Based on this comment and the referenced documentation, Pickle 4.0+ from Python 3.4+ should be able to pickle byte objects larger than 4 GB.
However, using python 3.4.3 or python 3.5.0b2 on Mac OS X 10.10.4, I get an error when I try to pickle a large byte array:
>>> import pickle
>>> x = bytearray(8 * 1000 * 1000 * 1000)
>>> fp = open("x.dat", "wb")
>>> pickle.dump(x, fp, protocol = 4)
Traceback (most recent call last):
File "<stdin>", line 1, in <module>
OSError: [Errno 22] Invalid argument
Is there a bug in my code or am I misunderstanding the documentation?

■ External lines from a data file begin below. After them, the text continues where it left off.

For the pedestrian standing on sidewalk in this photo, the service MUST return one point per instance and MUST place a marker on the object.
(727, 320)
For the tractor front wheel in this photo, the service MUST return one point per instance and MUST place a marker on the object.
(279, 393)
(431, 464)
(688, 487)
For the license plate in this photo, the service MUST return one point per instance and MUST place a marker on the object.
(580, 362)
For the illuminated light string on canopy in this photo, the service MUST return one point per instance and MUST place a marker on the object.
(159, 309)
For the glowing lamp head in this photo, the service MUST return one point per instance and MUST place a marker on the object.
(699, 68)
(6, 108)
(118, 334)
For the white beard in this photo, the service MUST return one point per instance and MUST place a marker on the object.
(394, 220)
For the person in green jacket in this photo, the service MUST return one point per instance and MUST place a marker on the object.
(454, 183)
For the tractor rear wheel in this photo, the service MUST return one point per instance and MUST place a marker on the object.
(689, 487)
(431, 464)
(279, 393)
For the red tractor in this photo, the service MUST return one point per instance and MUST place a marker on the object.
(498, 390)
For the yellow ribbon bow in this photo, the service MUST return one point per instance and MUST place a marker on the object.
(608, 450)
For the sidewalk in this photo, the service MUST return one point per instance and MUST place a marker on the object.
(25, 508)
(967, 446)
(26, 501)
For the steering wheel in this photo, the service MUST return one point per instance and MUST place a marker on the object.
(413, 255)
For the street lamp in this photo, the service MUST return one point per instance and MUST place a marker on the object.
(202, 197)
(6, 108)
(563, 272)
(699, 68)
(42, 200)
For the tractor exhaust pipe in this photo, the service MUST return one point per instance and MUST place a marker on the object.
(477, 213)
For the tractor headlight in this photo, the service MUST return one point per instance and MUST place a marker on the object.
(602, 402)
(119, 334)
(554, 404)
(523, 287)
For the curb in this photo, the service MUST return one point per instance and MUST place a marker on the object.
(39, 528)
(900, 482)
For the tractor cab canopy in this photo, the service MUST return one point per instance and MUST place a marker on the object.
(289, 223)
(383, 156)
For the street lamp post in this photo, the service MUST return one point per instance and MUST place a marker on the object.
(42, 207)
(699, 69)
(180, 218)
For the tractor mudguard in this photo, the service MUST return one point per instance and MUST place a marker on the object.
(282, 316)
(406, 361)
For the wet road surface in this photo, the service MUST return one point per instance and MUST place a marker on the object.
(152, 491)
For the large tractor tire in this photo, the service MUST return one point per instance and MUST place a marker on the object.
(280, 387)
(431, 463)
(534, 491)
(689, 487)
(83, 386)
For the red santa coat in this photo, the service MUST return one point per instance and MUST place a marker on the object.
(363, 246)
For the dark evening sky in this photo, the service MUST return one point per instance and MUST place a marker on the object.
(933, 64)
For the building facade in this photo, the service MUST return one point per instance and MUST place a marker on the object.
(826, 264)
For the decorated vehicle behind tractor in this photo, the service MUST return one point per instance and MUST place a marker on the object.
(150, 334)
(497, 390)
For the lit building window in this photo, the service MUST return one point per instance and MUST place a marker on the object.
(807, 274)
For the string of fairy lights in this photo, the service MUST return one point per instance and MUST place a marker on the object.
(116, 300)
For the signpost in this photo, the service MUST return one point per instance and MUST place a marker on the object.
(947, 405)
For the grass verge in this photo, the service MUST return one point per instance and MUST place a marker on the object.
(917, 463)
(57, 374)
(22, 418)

Here is a simple workaround for issue 24658. Use pickle.loads
or pickle.dumps
and break the bytes object into chunks of size 2**31 - 1
to get it in or out of the file.
import pickle
import os.path
file_path = "pkl.pkl"
n_bytes = 2**31
max_bytes = 2**31 - 1
data = bytearray(n_bytes)
## write
bytes_out = pickle.dumps(data)
with open(file_path, 'wb') as f_out:
for idx in range(0, len(bytes_out), max_bytes):
f_out.write(bytes_out[idx:idx+max_bytes])
## read
bytes_in = bytearray(0)
input_size = os.path.getsize(file_path)
with open(file_path, 'rb') as f_in:
for _ in range(0, input_size, max_bytes):
bytes_in += f_in.read(max_bytes)
data2 = pickle.loads(bytes_in)
assert(data == data2)